Inside the White House-Cabinet battle over Trump’s immigration order – Chicago Tribune
Editor’s Note: Prior to publication of this column, The Post sought comment from the Department of Homeland Security but not from the White House. We should have done both. After publication, White House Press Secretary Sean Spicer told The Post that Stephen Bannon did not travel to see Homeland Security Secretary John Kelly on the evening of Jan. 28. – Fred Hiatt
On the evening of Saturday, Jan. 28, as airport protests raged over President Donald Trump‘s executive order on immigration, the man charged with implementing the order, Homeland Security Secretary John Kelly, had a plan. He would issue a waiver for lawful permanent residents, a.k.a. green-card holders, from the seven majority-Muslim countries whose citizens had been banned from entering the United States.

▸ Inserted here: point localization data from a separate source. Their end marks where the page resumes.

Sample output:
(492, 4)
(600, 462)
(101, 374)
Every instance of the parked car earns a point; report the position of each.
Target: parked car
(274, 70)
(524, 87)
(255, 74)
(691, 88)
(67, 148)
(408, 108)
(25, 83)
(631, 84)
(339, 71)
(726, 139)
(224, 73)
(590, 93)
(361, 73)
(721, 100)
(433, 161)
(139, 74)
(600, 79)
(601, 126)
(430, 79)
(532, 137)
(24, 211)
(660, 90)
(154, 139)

White House chief strategist Stephen Bannon wanted to stop Kelly in his tracks. Bannon paid a personal and unscheduled visit to Kelly’s Department of Homeland Security office to deliver an order: Don’t issue the waiver. Kelly, according to two administration officials familiar with the confrontation, refused to comply with Bannon’s instruction. That was the beginning of a weekend of negotiations among senior Trump administration staffers that led, on Sunday, to a decision by Trump to temporarily freeze the issuance of executive orders.
The confrontation between Bannon and Kelly pitted a political operator against a military disciplinarian. Respectfully but firmly, the retired general and longtime Marine told Bannon that despite his high position in the White House and close relationship with Trump, the former Breitbart chief was not in Kelly’s chain of command, two administration officials said. If the president wanted Kelly to back off from issuing the waiver, Kelly would have to hear it from the president directly, he told Bannon.
Bannon left Kelly’s office without getting satisfaction. Trump didn’t call Kelly to tell him to hold off. Kelly issued the waiver late Saturday night, although it wasn’t officially announced until the following day.
That did not end the dispute. At approximately 2 a.m. Sunday morning, according to the two officials, a conference call of several top officials was convened to discuss the ongoing confusion over the executive order and the anger from Cabinet officials over their lack of inclusion in the process in advance.
On the call were Bannon, White House senior policy adviser Stephen Miller, White House Counsel Donald McGahn, national security adviser Michael Flynn, Kelly, Defense Secretary Jim Mattis and Secretary of State designee Rex Tillerson, who had not yet been confirmed.
One White House official and one administration official told me that Kelly, Mattis and Tillerson presented a united front and complained about the process that led to the issuance of the immigration executive order, focusing on their near-complete lack of consultation as well as the White House’s reluctance to make what they saw as common-sense revisions, such as exempting green-card holders.
Bannon and Miller pushed back, defending the White House’s actions and explaining that the process and substance of the order had been kept to a close circle because the Trump administration had not yet installed its own officials in key government roles and other officials were still getting settled into place.
Flynn, according to the White House official, partially sided with the Cabinet officials, arguing that they should be included in the process, even if the White House ultimately decided not to adopt their recommendations.
“Flynn’s argument was a process argument, that we are unnecessarily putting these guys in a tough position,” the White House official said. “If you are going to ignore them, you have to at least give them a chance to say their piece.”
Later on Sunday, a larger senior staff meeting was convened with White House Chief of Staff Reince Priebus, senior adviser Jared Kushner and Trump himself, where all tried to make sense of the process and chart a path forward.
The president made a decision at that meeting that, following the already scheduled rollout of a executive order on regulatory reforms, all other executive orders would be held up until a process was established that included the input of key officials outside the White House.
“We have to evaluate the way we get input from the Cabinet secretaries affected before we do things,” the White House official said. The pause appeared to end on Friday, when Trump signed an executive order and a memorandum on financial regulation.
The weekend’s events were the first major dust-up between the White House political leadership and the powerful figures Trump has appointed to head the national security bureaucracies. The Cabinet members stood up for themselves and their agencies and successfully pushed for a policy tweak that the administration later embraced in a memorandum to “clarify” the executive order.
The Cabinet members also demonstrated that they had something to offer the White House besides their policy input; they are the most credible spokespeople for controversial White House policies in the eyes of the public. On Tuesday, Kelly gave the White House badly needed political cover by holding a press conference and strongly defending the immigration executive order.
“This is not, I repeat, not, a ban on Muslims,” Kelly said. “We cannot gamble with American lives. I will not gamble with American lives. These orders are a matter of national security, and it is my sworn responsibility as secretary of homeland security to protect and defend the American people,” he said.
He said the DHS would implement the order “humanely,” that the DHS lawyers had been involved in preparing the order and that he did have some advance notice, denying reports he found out about it being signed while he was on an airplane. “We knew it was coming. It wasn’t a surprise,” Kelly said.